Have years of theater-going already? We’ll import it

  • Been keeping track of the shows you’ve seen for years — in another app, a spreadsheet, or your head? Don’t worry about starting over. We’ll work with you to get every last one into Recast, by hand, so it lands perfectly.
  • It’s a bespoke, handcrafted process — matched to the exact production and performance, never duplicated. Learn about importing your history or reach out through the contact form and we’ll take it from there.

The whole program is now on Recast — not just the cast

  • This is the big one. Recast used to track who was on stage. Now it tracks everyone who made the show. The full creative team. The orchestra. Crew and staff. Producers, co-producers, executive producers.

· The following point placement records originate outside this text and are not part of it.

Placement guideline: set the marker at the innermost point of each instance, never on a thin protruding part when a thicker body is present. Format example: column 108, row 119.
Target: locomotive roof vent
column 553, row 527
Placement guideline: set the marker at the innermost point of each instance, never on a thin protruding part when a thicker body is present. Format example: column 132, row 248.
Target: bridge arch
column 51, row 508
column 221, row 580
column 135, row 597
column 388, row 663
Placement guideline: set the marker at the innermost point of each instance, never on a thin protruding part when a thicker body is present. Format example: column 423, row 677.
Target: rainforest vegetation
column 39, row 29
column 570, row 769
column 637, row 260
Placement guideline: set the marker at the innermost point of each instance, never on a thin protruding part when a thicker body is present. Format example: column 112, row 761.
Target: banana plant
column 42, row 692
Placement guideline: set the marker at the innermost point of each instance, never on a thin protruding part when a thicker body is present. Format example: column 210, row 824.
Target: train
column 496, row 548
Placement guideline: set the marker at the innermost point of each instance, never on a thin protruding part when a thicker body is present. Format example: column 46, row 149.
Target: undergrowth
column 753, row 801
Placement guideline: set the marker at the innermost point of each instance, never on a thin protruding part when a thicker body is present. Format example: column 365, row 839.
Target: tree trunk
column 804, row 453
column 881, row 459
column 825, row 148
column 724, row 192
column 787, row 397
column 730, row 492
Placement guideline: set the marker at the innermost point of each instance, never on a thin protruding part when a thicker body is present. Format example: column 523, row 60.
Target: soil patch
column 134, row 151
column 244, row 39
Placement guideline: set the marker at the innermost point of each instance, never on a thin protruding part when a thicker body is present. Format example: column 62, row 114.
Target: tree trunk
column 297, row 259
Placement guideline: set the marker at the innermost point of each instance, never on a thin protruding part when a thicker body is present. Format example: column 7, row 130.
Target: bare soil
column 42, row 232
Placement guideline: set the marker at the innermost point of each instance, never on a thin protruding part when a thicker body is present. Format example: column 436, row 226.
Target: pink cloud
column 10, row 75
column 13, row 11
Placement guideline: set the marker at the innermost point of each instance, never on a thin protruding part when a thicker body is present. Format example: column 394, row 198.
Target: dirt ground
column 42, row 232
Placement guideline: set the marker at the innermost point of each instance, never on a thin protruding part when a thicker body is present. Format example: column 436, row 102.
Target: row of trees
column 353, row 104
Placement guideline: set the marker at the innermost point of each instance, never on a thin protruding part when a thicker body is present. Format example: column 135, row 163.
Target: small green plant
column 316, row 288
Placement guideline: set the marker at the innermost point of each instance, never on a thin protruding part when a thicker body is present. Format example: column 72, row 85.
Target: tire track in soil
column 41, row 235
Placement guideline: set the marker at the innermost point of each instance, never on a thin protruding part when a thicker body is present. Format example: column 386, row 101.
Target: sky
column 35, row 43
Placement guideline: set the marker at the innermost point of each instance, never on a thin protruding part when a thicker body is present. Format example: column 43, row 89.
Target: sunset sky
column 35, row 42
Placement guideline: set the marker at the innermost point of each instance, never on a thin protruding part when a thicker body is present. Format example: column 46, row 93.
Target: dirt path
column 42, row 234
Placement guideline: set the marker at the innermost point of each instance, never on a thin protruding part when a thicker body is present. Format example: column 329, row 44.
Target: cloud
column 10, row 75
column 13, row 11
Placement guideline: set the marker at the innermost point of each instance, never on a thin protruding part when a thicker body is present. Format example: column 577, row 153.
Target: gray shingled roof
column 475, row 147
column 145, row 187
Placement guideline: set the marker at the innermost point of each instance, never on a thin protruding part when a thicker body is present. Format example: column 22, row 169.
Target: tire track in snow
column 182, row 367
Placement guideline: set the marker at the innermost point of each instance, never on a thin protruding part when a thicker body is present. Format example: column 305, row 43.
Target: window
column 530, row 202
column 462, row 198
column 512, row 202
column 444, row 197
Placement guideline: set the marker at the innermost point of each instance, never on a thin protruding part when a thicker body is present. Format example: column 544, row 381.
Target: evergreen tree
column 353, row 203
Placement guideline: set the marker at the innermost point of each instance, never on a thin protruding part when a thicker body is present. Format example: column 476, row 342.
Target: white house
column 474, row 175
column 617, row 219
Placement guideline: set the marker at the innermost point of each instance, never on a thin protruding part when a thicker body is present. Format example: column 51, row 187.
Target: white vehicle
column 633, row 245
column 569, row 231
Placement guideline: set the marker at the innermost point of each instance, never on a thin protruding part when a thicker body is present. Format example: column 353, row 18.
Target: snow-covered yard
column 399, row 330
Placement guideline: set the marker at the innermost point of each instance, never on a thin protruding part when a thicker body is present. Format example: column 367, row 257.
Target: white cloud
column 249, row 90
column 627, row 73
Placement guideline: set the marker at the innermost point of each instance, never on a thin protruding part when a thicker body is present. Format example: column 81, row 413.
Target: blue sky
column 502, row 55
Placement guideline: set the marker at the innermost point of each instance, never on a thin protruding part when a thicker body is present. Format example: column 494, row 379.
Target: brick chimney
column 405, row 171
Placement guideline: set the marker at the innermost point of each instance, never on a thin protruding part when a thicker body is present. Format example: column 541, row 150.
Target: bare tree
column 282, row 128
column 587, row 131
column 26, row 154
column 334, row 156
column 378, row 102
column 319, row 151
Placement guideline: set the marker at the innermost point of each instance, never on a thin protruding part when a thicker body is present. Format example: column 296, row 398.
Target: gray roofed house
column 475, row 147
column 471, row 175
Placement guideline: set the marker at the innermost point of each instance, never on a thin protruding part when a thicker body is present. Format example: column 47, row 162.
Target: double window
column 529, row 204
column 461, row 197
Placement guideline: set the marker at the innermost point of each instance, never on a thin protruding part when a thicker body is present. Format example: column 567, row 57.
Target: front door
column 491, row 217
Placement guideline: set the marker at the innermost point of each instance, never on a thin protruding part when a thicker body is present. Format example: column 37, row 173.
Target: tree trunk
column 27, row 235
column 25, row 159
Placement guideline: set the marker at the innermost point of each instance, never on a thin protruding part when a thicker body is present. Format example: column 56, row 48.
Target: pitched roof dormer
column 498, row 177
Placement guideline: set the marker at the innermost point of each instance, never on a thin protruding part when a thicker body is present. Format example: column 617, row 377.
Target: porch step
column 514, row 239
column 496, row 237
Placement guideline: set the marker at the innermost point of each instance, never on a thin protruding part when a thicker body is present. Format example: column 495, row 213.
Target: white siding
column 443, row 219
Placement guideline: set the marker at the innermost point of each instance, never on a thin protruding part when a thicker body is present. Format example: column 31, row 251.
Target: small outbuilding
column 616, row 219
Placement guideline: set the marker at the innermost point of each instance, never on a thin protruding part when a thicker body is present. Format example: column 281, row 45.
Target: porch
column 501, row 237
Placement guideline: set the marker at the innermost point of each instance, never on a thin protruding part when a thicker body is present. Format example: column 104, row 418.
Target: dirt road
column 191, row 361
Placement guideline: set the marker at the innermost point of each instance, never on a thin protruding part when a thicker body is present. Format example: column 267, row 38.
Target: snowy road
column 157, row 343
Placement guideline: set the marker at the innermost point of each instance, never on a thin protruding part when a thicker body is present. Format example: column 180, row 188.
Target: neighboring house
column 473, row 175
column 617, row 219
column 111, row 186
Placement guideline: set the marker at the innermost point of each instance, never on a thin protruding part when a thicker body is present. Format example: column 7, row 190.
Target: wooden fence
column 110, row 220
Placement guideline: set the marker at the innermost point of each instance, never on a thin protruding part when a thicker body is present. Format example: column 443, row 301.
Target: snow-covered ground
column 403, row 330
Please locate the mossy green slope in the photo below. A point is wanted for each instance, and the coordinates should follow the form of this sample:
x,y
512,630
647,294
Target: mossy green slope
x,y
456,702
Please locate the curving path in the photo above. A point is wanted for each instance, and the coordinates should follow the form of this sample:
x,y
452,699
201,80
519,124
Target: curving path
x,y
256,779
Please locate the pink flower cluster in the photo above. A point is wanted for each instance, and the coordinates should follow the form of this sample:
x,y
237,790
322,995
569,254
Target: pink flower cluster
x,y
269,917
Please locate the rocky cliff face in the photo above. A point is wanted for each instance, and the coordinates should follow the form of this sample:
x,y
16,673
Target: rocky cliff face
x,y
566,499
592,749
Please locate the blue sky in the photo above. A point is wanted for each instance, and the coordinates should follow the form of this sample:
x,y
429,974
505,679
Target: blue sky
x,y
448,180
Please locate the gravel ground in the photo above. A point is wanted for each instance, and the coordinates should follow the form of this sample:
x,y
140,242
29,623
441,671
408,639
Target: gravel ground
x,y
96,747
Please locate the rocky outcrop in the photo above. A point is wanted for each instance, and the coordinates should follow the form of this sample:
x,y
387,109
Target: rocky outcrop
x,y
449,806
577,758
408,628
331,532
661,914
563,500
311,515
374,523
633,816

The entire kit and caboodle — everything you'd read in a printed program, now a permanent record.
  • Every show page has a Credits tab laid out like a real title page: Cast, Creative Team, Orchestra, Crew & Staff, and Producers, each in its own section with the right nomenclature. From the director down to the production assistant, from the lead producer down to the associate lighting designer — they all have a place.
  • See it in action on Schmigadoon — the whole company, top to bottom, exactly as it should read.

LinkedIn for theater: build a portfolio of everything you've done

  • If you work in this industry, in any role, Recast is now the one place to build the complete record of your career. Not just actors — directors, designers, stage managers, music directors, dramaturgs, producers, co-producers, investors. Anyone whose name belongs in a program.
  • Your profile becomes a living portfolio that grows with you, credit by credit. Broadway, Off-Broadway, the West End, regional, a tour, a workshop — it all lives in one place under your name. Credits from both sides of the Atlantic, sitting side by side. It doesn't matter where you worked or how your career has grown; the portfolio keeps up.
  • Add your own non-acting credits straight from your profile — pick how you were involved, and it lands in the right section of that show's program with the correct title. There is nothing else like this. It is the one true source of record for the people who make theater.

Companies get profiles too

  • A producing company, a general management office, a design studio — they aren't people, and now they don't have to pretend to be. Claim a profile as a company and every show you've been part of collects under one roof.
  • KGM Theatrical is a live example — a full company portfolio, every production in one place.

A top-to-bottom redesign — prettier, cleaner, and faster

  • Recast got a complete visual overhaul. A calm paper canvas, clean borderless cards, names that read like names and link in blue wherever they appear. Every page is more legible, more confident, and easier to move through.
  • A new two-bar navigation up top puts shows, people, and search a single tap away from anywhere on the site.
  • And it's faster. Pages are built to load instantly and stay fast — even on the lousy cell signal at the back of the mezzanine.

Stats and charts throughout

  • The Shows and People pages have been rebuilt as real directories — searchable, browsable A-to-Z, and topped with at-a-glance stats: how many shows, how many performers, how many performances on the record and counting.
  • Show and performance pages now carry social proof too — viewer counts and performance tallies that make the size of the record visible. The numbers tell their own story, and the story keeps getting bigger.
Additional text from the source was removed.